What makes the launch interesting is less the model than the positioning. Thinking Machines Lab was founded in February 2025 by Murati along with a clutch of former OpenAI colleagues — among them John Schulman, Barret Zoph and Luke Metz. In July 2025, the company closed a $2 billion seed round led by Andreessen Horowitz, with Nvidia, AMD, Cisco, Accel, ServiceNow and Jane Street on the cap table, valuing the lab at $12 billion before any product existed. That is the largest seed round in venture history by an order of magnitude, and it has hung over the company for ten months as an unanswered question: what, exactly, is the thesis? The answer, on the evidence of this week’s release, is a deliberate second-mover bet. Murati left OpenAI months after the launch of GPT-4o’s voice mode, the demo that more than any other re-set expectations for natural conversation with AI. The Interaction Model release is, in effect, an argument that GPT-4o pointed at the right destination and then took the wrong road — bolting a realtime harness onto a turn-based model rather than rebuilding the model around interaction from the start. Sam Altman’s OpenAI, meanwhile, has spent 2025 and early 2026 funnelling resources into long-running agentic systems and into the joint enterprise venture with Anthropic announced earlier in May. Murati is staking the $12B on the wager that whichever lab owns the live interface — the layer that mediates every contact-centre call, every voice agent, every embedded copilot — owns the substrate beneath the agents. Enterprises do not have to choose, but capital will. The strategic read for European buyers is narrower still: a US-based lab founded by an OpenAI alumna, financed by US infrastructure capital, signalling its first product into voice — the most regulated AI surface in the EU. The question Brussels will ask in the next twelve months is not whether the technology works, but where the data sits, who keeps the transcripts, and which competent authority signs off when a model is always listening.

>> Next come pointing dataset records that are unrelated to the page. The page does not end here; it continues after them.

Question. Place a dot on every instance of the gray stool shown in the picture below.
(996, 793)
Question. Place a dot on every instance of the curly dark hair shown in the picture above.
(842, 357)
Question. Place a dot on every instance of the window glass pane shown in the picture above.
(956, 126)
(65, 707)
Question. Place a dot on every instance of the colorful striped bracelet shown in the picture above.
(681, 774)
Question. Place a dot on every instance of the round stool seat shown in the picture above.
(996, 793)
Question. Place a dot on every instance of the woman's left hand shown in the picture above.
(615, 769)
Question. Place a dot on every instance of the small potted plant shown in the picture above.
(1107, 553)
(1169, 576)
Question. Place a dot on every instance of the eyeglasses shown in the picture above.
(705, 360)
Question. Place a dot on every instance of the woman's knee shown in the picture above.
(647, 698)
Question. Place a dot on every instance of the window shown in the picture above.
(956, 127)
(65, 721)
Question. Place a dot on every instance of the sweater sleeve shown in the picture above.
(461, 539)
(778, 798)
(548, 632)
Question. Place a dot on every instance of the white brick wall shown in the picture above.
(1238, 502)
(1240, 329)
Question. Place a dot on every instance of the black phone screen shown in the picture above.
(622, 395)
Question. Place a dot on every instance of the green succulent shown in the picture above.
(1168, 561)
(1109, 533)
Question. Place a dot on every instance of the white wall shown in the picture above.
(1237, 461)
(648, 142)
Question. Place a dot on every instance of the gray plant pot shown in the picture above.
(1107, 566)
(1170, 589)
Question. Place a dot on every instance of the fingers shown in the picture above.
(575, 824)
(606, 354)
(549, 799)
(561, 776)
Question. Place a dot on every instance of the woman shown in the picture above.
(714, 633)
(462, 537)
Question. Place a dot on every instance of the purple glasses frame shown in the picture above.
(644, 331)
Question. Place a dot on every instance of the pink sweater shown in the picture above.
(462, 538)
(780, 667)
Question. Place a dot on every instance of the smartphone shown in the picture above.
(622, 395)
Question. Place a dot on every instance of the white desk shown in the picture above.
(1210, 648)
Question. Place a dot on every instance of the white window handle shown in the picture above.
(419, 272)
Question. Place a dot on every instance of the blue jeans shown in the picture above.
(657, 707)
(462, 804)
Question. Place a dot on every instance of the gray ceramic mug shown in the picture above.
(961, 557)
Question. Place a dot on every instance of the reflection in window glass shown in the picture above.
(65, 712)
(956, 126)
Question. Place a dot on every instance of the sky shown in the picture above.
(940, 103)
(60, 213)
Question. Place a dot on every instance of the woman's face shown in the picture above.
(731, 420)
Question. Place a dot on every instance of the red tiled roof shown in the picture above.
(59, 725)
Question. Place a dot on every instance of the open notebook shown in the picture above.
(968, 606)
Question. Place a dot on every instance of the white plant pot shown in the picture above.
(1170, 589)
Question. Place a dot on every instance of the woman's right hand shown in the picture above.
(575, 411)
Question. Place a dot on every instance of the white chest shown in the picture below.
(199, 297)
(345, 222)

For the buyers of voice AI — contact centres, field-service operators, healthcare triage, in-car assistants — latency is not a benchmark, it is a churn metric. Industry studies have long shown that response delays above roughly 600 milliseconds cause callers to talk over the agent, ask whether anyone is there, or hang up. A model that lands at 0.40 seconds with native interruption handling collapses the gap between an AI voicebot and a competent junior agent. The catch for CIOs is that TML-Interaction-Small is not yet a production system: no SLA, no regional deployment story, no integration with the dominant CCaaS platforms, and benchmark numbers that have not been independently reproduced. Procurement teams should treat the announcement as a signal that the voice-agent latency floor is about to drop, not as an immediate vendor decision.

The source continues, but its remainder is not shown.